African-American Immersion Schools Aim to Help Failing Students

VICTOR Berger Elementary School, on the North Side of this lakefront city, is surrounded by a cyclone fence and a moat-like expanse of asphalt playground. A tardy student standing outside the locked schoolhouse door reaches up to push a button. The small black girl identifies herself and shoves the heavy door open as the lock is released. Once inside she meets only students of her own race. This is one of 19 inner-city schools left segregated 15 years after court-ordered desegregation.

Next fall Berger will become one of two city schools designated as African-American Immersion Schools. ``The major emphasis at our school next year is going to be a multicultural curriculum,'' says principal Josephine Mosley.

Originally to be exclusively for black boys, the Immersion Schools - Berger and a neighboring middle school - are now opening enrollment to both female and white students to avoid legal challenges.

The focus will be on an ``Afrocentric'' curriculum, gender-specific activities, and building students' self-esteem.

More than 80 percent of black high school males in Milwaukee have grade-point averages of D or below and 95 percent of all students expelled from the schools are African-Americans, according to Kenneth Holt, who is organizing the two new schools. ``It's not rational to say that what we're doing now is working for African-Americans,'' Mr. Holt says.

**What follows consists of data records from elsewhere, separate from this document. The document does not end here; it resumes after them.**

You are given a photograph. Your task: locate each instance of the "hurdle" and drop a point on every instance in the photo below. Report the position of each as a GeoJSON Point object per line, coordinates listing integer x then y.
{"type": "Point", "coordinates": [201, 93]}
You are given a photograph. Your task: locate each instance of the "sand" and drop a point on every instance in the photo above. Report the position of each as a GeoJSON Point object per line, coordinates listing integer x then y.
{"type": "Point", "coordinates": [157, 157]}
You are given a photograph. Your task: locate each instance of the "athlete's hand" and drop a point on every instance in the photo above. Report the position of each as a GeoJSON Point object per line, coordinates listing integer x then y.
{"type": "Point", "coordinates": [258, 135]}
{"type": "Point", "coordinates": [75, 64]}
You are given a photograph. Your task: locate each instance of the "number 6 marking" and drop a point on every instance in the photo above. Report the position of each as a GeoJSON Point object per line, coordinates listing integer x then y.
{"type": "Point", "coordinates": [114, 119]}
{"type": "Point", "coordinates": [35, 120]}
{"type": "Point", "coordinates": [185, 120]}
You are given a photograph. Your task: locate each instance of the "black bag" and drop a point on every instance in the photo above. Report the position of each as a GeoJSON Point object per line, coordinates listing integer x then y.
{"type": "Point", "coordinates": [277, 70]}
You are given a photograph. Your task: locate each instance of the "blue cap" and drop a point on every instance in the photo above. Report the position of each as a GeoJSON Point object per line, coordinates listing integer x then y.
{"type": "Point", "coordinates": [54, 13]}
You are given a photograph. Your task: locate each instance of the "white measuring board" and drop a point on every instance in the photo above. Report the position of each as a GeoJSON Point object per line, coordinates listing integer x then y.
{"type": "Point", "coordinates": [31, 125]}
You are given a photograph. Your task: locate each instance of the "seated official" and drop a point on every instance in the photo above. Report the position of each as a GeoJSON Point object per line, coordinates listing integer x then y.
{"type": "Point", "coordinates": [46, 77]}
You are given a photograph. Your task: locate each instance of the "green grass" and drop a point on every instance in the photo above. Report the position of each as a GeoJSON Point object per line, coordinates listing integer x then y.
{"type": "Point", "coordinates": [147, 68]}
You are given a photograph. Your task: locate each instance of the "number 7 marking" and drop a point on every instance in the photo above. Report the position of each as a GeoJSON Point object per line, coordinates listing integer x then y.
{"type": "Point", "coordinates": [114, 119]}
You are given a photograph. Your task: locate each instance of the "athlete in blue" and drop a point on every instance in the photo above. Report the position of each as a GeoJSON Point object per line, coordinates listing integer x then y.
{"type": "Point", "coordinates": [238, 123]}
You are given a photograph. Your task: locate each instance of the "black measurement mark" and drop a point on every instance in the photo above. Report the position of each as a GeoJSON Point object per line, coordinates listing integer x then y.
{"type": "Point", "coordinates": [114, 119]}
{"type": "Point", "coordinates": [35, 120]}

The plan has created widespread controversy. Critics charge that it amounts to resegregation. But Ms. Mosley dismisses that claim with a simple fact: ``They can't resegregate; this school was already segregated.''

Asked about his decision to support the Immersion Schools, former Superintendent Robert S. Peterkin says, ``This was tough for me. I've been desegregating schools for 25 years. But it's the right thing to do because everything else we've tried has not had an impact.''

Others disagree. ``Institutionalizing racism is not all right,'' says Doris Stacy, a former school-board member who voted against the proposal. ``It's immoral, it's wrong.''

The goal of the Immersion Schools is to create an atmosphere and curriculum that will motivate black students to excel. ``We're trying to prepare them for the mainstream of society,'' Dr. Peterkin says. ``The United States of America has allowed the situation in our inner cities to grow so bad that in fact African-American males right now are isolated and segregated from the remainder of society.''

Creating these types of specialized programs is the proper role for a school board and superintendent, Peterkin says. Working together, the community, the school board, and the superintendent should come up with a solution.

Some people in the district are concerned that the planning process for the schools has been rushed. If the program begins in September, as planned, it will be too watered down and unorganized to prove effective, some argue. ``What is about to emerge now is a hoax,'' says Walter Farrell, a professor at the University of Wisconsin.

Daniel Drake, community superintendent of the area including the two schools, wrote a letter in May recommending that the district delay implementing the program until September 1992. Dr. Drake says most of his concerns have since been allayed and the schools are scheduled to open this fall.